FIG. 1 is a cutaway side view of a pump device having an electromagnetically actuated valve, FIG. 2 is a block diagram of an electric circuit controlling the actuator, and FIG. 3 is a diagram of the operating characteristics of this valve. Figure 4 shows a valve modified according to the invention. Withstand capacity in the figure, 10...Main body, 11...Distribution member, 1
2... Pump plunger, 13... Annular cam, 14
...Roller, 15... Rotation drive shaft, 16... Central passage, 17... Delivery passage, 17A... Outflow port,
18... Inflow passage, 19... Inflow boat, 20.

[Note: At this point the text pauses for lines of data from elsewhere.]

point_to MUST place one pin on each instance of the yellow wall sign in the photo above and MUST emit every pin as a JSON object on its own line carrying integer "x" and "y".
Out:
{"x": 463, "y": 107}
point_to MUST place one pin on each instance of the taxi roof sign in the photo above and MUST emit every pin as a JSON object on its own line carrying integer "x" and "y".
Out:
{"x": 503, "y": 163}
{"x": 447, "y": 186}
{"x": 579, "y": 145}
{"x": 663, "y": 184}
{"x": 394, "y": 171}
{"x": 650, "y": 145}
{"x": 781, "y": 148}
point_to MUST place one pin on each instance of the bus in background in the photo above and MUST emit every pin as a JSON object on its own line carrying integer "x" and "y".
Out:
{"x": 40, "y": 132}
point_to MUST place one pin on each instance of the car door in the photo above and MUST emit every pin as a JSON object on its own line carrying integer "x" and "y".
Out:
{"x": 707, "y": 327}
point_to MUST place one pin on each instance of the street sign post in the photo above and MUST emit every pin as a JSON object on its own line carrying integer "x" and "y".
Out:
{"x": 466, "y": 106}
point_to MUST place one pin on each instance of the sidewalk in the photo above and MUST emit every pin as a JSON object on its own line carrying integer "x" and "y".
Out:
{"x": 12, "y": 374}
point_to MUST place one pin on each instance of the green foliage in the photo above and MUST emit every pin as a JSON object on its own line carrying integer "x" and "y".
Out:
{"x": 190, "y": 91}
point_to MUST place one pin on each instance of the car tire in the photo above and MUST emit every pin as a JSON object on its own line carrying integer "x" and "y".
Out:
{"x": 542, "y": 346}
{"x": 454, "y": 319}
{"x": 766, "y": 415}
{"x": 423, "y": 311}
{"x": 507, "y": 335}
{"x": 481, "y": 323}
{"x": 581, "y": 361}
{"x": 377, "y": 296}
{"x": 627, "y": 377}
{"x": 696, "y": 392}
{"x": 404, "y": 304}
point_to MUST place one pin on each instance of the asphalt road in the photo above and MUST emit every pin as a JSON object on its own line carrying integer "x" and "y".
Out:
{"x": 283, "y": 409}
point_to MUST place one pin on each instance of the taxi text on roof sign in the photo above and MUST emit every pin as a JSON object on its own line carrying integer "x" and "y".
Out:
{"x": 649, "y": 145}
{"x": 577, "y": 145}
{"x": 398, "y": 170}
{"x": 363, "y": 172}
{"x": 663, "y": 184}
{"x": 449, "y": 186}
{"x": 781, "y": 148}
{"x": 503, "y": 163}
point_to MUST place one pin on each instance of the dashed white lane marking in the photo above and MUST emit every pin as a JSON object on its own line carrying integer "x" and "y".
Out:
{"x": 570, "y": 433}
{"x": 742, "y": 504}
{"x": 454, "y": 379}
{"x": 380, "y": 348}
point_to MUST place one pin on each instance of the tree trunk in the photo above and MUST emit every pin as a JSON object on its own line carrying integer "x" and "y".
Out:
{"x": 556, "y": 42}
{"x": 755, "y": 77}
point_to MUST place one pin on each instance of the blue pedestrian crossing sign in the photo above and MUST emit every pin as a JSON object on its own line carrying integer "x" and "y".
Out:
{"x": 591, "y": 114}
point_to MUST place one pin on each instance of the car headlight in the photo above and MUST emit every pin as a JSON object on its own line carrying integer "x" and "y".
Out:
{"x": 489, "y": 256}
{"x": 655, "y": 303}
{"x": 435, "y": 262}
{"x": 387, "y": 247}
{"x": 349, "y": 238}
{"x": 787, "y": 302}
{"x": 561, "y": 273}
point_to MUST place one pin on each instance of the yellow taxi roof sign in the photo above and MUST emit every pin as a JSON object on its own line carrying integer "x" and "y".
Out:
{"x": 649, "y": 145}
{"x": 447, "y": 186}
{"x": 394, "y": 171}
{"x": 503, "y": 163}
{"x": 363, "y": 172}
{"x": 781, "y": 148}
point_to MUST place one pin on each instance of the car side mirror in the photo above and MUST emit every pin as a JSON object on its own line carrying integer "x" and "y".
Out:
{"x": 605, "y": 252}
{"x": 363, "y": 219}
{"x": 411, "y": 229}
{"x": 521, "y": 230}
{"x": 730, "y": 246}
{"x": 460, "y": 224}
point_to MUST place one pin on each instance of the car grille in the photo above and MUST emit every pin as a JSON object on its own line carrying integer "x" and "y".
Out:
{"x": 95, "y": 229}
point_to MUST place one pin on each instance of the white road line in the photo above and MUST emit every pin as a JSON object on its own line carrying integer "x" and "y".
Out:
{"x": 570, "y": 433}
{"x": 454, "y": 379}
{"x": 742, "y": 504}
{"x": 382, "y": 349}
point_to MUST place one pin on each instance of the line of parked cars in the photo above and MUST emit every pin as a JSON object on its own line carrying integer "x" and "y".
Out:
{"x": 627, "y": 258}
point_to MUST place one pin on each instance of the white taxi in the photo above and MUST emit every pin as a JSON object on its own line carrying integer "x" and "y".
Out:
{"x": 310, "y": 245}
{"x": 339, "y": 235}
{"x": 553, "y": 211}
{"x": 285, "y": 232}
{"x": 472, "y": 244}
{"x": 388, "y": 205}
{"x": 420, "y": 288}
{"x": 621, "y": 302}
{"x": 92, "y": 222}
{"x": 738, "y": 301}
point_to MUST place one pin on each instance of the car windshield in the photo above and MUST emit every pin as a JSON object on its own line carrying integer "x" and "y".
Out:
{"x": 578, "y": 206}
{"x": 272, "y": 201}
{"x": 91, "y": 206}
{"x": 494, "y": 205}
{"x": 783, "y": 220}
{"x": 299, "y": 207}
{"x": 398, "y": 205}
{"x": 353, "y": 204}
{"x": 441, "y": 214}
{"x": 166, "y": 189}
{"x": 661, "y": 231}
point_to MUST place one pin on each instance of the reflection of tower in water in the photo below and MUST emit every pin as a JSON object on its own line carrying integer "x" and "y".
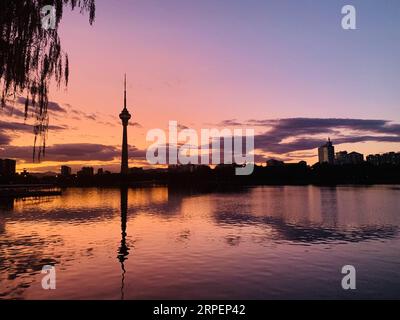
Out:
{"x": 123, "y": 250}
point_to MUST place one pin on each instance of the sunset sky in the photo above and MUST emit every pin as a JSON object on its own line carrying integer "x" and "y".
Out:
{"x": 285, "y": 68}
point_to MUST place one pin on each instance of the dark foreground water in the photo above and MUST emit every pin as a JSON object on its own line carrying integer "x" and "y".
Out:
{"x": 257, "y": 243}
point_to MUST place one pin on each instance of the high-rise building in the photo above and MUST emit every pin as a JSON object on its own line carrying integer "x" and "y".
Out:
{"x": 7, "y": 167}
{"x": 66, "y": 171}
{"x": 326, "y": 153}
{"x": 125, "y": 116}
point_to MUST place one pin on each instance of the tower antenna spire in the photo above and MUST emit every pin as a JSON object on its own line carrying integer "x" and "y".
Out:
{"x": 125, "y": 91}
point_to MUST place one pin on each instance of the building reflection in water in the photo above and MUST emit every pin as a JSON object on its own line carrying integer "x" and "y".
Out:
{"x": 123, "y": 250}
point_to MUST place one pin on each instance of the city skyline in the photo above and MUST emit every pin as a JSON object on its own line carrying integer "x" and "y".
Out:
{"x": 293, "y": 92}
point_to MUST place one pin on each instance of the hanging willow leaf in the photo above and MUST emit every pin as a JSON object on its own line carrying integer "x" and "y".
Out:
{"x": 31, "y": 57}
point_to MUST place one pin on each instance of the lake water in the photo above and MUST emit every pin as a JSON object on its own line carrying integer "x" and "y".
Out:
{"x": 254, "y": 243}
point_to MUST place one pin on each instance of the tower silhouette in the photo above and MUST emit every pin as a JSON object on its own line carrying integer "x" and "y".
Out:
{"x": 125, "y": 116}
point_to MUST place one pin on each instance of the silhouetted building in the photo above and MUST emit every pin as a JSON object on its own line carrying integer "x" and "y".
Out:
{"x": 343, "y": 158}
{"x": 86, "y": 172}
{"x": 7, "y": 167}
{"x": 275, "y": 163}
{"x": 66, "y": 171}
{"x": 386, "y": 158}
{"x": 125, "y": 116}
{"x": 326, "y": 153}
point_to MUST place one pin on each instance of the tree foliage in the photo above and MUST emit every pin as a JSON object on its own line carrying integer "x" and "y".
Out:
{"x": 32, "y": 56}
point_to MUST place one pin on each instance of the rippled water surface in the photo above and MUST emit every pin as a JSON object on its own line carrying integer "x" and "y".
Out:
{"x": 255, "y": 243}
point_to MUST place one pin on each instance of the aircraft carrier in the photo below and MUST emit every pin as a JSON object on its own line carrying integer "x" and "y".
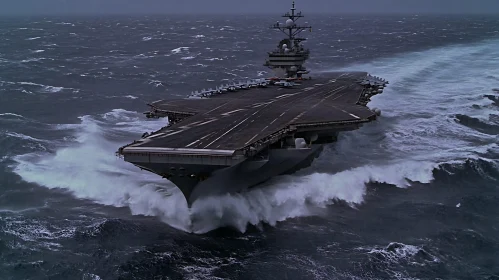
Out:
{"x": 238, "y": 135}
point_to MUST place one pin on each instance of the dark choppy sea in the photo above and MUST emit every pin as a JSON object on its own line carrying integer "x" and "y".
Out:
{"x": 414, "y": 195}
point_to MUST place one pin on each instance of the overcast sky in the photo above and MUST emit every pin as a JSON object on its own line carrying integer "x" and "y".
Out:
{"x": 245, "y": 6}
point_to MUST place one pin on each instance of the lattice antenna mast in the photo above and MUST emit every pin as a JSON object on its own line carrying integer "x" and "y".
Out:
{"x": 290, "y": 28}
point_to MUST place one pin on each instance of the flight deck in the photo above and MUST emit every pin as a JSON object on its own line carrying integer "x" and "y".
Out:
{"x": 235, "y": 121}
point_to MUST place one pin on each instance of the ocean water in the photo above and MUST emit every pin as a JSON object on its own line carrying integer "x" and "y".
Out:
{"x": 411, "y": 196}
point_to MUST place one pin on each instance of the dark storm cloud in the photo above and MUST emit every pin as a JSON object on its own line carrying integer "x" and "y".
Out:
{"x": 245, "y": 6}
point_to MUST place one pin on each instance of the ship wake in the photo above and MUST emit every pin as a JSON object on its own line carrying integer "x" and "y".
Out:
{"x": 416, "y": 134}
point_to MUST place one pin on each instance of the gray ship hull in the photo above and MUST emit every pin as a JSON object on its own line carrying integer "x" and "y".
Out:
{"x": 240, "y": 177}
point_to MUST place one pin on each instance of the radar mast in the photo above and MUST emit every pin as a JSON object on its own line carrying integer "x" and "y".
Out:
{"x": 287, "y": 60}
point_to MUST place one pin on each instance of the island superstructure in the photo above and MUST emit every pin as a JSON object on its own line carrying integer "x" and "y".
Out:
{"x": 237, "y": 136}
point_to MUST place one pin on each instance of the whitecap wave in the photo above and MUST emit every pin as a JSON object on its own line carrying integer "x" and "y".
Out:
{"x": 415, "y": 135}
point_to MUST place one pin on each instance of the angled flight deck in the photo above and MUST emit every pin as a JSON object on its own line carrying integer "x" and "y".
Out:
{"x": 237, "y": 136}
{"x": 230, "y": 124}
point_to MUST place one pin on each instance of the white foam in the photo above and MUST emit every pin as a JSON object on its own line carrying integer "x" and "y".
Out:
{"x": 24, "y": 137}
{"x": 180, "y": 49}
{"x": 415, "y": 134}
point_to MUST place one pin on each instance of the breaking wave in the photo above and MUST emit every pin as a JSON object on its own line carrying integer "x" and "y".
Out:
{"x": 415, "y": 136}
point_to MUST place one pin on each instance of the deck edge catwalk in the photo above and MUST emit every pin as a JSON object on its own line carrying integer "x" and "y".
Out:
{"x": 239, "y": 135}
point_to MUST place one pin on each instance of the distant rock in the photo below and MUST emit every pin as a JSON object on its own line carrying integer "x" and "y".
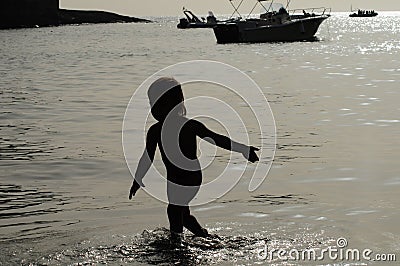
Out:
{"x": 66, "y": 17}
{"x": 46, "y": 17}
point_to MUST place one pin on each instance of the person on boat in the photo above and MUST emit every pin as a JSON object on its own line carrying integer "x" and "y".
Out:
{"x": 175, "y": 135}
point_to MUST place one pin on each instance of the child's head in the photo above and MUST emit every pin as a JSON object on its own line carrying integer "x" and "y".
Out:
{"x": 166, "y": 98}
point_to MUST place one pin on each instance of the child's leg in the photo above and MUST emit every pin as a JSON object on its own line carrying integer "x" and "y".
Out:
{"x": 175, "y": 217}
{"x": 191, "y": 223}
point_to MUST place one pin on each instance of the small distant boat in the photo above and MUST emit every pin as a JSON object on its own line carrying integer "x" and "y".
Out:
{"x": 363, "y": 14}
{"x": 277, "y": 24}
{"x": 192, "y": 21}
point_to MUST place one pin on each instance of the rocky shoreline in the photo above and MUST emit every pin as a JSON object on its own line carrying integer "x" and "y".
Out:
{"x": 69, "y": 17}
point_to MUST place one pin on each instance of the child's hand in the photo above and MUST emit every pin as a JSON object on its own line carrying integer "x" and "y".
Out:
{"x": 251, "y": 156}
{"x": 134, "y": 188}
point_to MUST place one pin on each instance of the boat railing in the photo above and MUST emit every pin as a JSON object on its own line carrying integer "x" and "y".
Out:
{"x": 312, "y": 11}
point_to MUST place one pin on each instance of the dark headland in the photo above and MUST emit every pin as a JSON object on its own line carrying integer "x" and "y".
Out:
{"x": 42, "y": 13}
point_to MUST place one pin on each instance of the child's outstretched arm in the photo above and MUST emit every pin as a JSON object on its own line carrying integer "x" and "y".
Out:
{"x": 145, "y": 162}
{"x": 225, "y": 142}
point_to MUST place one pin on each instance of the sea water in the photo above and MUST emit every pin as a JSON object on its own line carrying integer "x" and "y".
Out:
{"x": 64, "y": 181}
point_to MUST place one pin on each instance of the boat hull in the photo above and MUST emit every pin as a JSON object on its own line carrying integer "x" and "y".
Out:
{"x": 252, "y": 32}
{"x": 355, "y": 15}
{"x": 195, "y": 25}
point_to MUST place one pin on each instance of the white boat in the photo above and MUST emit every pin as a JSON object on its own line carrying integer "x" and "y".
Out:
{"x": 277, "y": 24}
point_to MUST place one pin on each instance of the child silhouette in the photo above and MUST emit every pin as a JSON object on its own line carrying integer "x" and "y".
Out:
{"x": 175, "y": 136}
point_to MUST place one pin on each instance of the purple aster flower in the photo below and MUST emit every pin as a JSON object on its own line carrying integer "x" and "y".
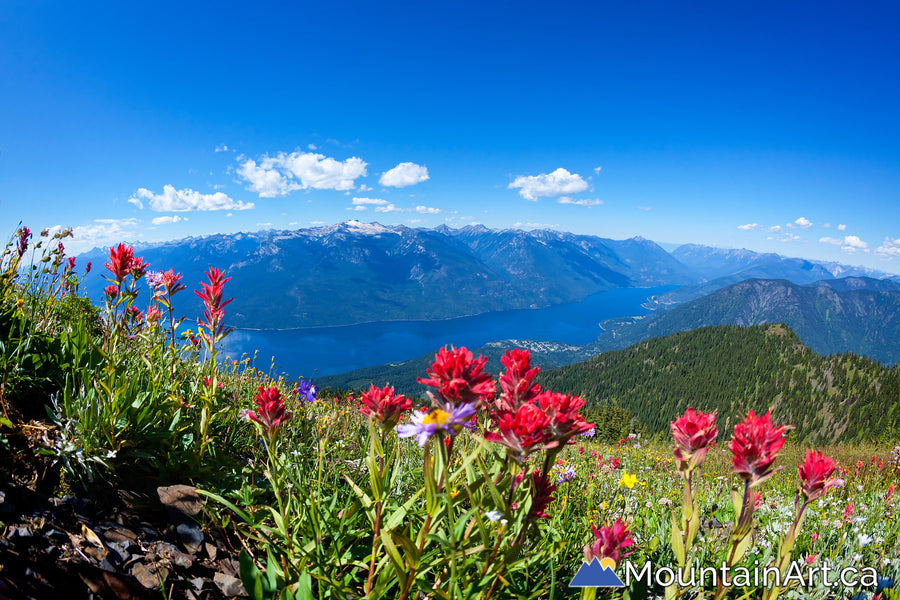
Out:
{"x": 306, "y": 391}
{"x": 425, "y": 425}
{"x": 563, "y": 473}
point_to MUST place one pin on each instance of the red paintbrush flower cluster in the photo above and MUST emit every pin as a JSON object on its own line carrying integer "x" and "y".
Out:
{"x": 458, "y": 378}
{"x": 270, "y": 411}
{"x": 541, "y": 495}
{"x": 515, "y": 382}
{"x": 522, "y": 431}
{"x": 694, "y": 432}
{"x": 609, "y": 542}
{"x": 211, "y": 295}
{"x": 815, "y": 474}
{"x": 119, "y": 263}
{"x": 755, "y": 447}
{"x": 526, "y": 418}
{"x": 384, "y": 406}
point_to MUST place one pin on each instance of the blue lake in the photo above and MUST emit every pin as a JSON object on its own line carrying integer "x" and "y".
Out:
{"x": 330, "y": 350}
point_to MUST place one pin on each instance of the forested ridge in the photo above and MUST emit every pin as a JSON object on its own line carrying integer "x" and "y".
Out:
{"x": 731, "y": 369}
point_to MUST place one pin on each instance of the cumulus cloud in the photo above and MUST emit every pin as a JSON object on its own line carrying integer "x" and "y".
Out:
{"x": 283, "y": 173}
{"x": 580, "y": 202}
{"x": 172, "y": 200}
{"x": 102, "y": 232}
{"x": 558, "y": 183}
{"x": 758, "y": 227}
{"x": 801, "y": 223}
{"x": 889, "y": 248}
{"x": 852, "y": 245}
{"x": 404, "y": 175}
{"x": 166, "y": 220}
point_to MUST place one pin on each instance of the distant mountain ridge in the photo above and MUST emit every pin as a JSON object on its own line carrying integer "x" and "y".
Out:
{"x": 357, "y": 272}
{"x": 852, "y": 314}
{"x": 858, "y": 315}
{"x": 361, "y": 272}
{"x": 731, "y": 369}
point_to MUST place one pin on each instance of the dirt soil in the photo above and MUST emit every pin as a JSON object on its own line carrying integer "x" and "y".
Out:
{"x": 137, "y": 540}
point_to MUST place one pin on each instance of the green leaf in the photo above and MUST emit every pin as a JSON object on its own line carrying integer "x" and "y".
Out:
{"x": 250, "y": 576}
{"x": 677, "y": 541}
{"x": 304, "y": 588}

...Low pressure supply pump, 21...Relief valve, 22...Solenoid actuator, 23 River valve member, 24...Inner hole, 25
... Circumferential groove, 25A ... Spring, 26 ... Relief chamber, 27 ... Pulse, 28 ... NR129 ... Valve movement, 3o ... Core member, 31 ... Winding form , 32...
・Winding, 33'... Power circuit, 34, 35...
Module, 36...Circuit, 37.38...Converter, 39.40...Counting circuit, 41.42...Detector, '43.44...Line, 45.46...
Comparator, denotes. (3 others) ゛□−

Claims (1)

[Claims] 1. A liquid fuel pump device for supplying fuel to an internal combustion engine, which includes a plunger that reciprocates within an inner hole, and an outflow from which fuel flows out from the inner hole during inward movement of the plunger. an electromagnetically actuated relief valve for controlling fuel flow through a passageway connected to the bore and closing during inward movement of the plunger to communicate fuel to the outlet; and a signal indicative of the condition of the relief valve. a device responsive to movement of the relief valve to provide;
A liquid fuel pump apparatus including a control circuit to which said signal is supplied and which controls the operation of said valve. 2. An apparatus responsive to movement of the relief valve includes a transducer having components movable with the valve member of the relief valve, and first and second detectors responsive to signals generated by the transducer; 2. The apparatus of claim 1, wherein the first and second detectors provide signals indicative of valve closed and valve open conditions, respectively. 3. a counter, and a device for supplying the counter with a 17th a signal applied to a start count input and provided by the second detector is applied to stop the counting power of the counter, and the count value of the counter corresponds to the time that the valve is closed; 3. The apparatus of claim 2, further comprising a comparator by which said count is compared to a signal indicating a desired valve closing time. 4. a device for providing a second pulse train occurring in a predetermined operating state of the engine, and a second pulse train for counting the first pulse train;
a counter, the second pulse train is applied to a start count input of the second counter, and a signal from the first detector is applied to a stop count input of the second counter, and the second pulse train is applied to a stop count input of the second counter. 4. The device according to claim 3, wherein the count value of the counter indicates the time required for closing the valve.